Aucamp in bid to save AEB seat
2003-02-12 12:26
Cape Town - Afrikaner Eenheidsbeweging leader Cassie Aucamp will go to the Pretoria High Court on Thursday to overturn his suspension from the organisation and save his parliamentary seat.
Aucamp was suspended from the AEB at a weekend meeting of his party's head council and was ordered to resign as a member of parliament.
He said on Wednesday his application probably would be heard at 10:00.
"We are going for an urgent interdict to declare the meeting and decision null and void."
Aucamp said Saturday's meeting had not been properly constituted. However, he declined to elaborate further, saying he did not want to prejudice his case.
If Aucamp's court challenge fails, he will be replaced in parliament by the party's Mpumalanga leader, Werner Weber.
Weber told Sunday newspaper Rapport at the weekend that his task was to ensure order in the party and to return it to its founding principles.

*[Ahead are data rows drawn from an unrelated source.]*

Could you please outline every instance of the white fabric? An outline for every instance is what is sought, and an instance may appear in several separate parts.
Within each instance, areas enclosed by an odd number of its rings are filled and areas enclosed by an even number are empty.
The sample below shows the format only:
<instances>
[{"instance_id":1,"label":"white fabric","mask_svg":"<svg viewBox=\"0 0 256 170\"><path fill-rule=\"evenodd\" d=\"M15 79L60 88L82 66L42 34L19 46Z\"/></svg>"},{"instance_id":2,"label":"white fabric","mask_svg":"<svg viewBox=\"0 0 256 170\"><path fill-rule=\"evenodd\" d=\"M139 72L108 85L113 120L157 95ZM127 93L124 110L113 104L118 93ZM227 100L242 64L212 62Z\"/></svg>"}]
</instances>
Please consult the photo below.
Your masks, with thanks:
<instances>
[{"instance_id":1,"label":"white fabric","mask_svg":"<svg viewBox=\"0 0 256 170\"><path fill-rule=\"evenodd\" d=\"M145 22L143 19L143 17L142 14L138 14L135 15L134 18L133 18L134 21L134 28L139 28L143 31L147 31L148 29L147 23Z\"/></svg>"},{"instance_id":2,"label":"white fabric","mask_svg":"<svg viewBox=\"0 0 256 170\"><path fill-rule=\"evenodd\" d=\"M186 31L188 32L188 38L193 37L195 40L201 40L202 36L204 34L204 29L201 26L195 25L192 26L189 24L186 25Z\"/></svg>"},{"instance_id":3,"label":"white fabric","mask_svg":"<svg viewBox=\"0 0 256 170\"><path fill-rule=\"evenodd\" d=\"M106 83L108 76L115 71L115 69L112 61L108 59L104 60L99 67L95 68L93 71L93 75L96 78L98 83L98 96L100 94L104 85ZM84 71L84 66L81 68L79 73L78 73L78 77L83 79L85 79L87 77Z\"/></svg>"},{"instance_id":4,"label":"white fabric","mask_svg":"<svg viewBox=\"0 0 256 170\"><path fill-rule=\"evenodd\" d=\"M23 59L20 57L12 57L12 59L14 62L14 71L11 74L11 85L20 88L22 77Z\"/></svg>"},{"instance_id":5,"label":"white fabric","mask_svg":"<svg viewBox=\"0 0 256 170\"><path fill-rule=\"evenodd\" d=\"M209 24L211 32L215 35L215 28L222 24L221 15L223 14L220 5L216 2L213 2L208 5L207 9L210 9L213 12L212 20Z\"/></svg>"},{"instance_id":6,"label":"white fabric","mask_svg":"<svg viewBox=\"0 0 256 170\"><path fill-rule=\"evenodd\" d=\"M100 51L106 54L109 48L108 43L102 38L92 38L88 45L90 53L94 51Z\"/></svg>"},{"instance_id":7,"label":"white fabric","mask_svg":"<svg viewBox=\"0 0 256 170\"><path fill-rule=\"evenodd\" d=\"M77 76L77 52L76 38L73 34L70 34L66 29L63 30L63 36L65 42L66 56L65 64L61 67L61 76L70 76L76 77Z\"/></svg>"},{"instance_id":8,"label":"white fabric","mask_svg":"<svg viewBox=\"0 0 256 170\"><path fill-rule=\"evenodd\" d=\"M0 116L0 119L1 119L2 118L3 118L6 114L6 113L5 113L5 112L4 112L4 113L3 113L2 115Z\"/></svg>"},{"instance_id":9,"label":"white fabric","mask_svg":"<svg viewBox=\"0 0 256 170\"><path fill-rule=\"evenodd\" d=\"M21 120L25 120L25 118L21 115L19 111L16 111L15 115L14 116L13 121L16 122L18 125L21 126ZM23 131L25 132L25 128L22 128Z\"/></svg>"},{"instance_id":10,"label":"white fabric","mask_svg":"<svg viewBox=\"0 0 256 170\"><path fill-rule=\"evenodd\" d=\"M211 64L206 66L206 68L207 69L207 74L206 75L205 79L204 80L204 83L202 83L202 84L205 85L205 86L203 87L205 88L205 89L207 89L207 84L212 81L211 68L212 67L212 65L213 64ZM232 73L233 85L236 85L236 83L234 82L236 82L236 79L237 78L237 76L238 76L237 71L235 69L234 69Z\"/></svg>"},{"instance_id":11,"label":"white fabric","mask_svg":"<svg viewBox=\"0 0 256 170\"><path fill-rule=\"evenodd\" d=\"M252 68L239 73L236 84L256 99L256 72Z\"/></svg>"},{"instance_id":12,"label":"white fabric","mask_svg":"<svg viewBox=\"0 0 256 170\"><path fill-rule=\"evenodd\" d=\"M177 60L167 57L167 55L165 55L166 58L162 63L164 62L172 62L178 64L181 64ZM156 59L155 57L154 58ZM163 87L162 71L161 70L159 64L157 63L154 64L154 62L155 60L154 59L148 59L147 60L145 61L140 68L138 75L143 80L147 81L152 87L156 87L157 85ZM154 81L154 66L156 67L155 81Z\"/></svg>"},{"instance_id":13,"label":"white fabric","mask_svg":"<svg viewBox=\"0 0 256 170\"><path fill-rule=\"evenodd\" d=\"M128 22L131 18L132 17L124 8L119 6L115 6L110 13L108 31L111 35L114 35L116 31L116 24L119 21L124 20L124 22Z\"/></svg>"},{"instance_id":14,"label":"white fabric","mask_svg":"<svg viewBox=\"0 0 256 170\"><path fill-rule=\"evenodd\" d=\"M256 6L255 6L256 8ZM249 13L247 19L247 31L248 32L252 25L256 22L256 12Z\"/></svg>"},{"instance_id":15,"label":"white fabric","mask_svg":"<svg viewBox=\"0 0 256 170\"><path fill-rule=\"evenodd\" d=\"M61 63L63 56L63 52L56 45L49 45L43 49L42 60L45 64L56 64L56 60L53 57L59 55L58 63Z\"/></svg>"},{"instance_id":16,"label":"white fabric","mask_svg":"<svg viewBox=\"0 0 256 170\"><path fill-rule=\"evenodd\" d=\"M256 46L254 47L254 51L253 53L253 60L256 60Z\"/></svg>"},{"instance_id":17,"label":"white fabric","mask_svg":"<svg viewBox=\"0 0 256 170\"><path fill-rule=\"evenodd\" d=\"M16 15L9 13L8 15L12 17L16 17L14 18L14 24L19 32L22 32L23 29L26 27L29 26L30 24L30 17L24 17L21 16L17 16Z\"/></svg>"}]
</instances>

Wanted to protect AEB's sole seat
Aucamp was among those MPs who jumped the gun last year by announcing he would defect to a new party, and then found that he did not have the protection of floor-crossing legislation after a court challenge by the United Democratic Movement.
Members of his party then moved to oust him and to protect the AEB's sole seat in parliament.
Aucamp wants the AEB to be part of a new political party, the Christian National Forum, which he helped establish in June.
However, he faces fierce resistance from Conservative Party-aligned members - including Dr Willie Snyman, the AEB's Limpopo leader - who were opposed to the inclusion of coloured people in the new party.
Draft legislation that will allow MPs and MPLs to defect to another party without losing their seats is before the National Assembly's justice committee and is expected to be adopted next month.
Defections are legal at local-government level.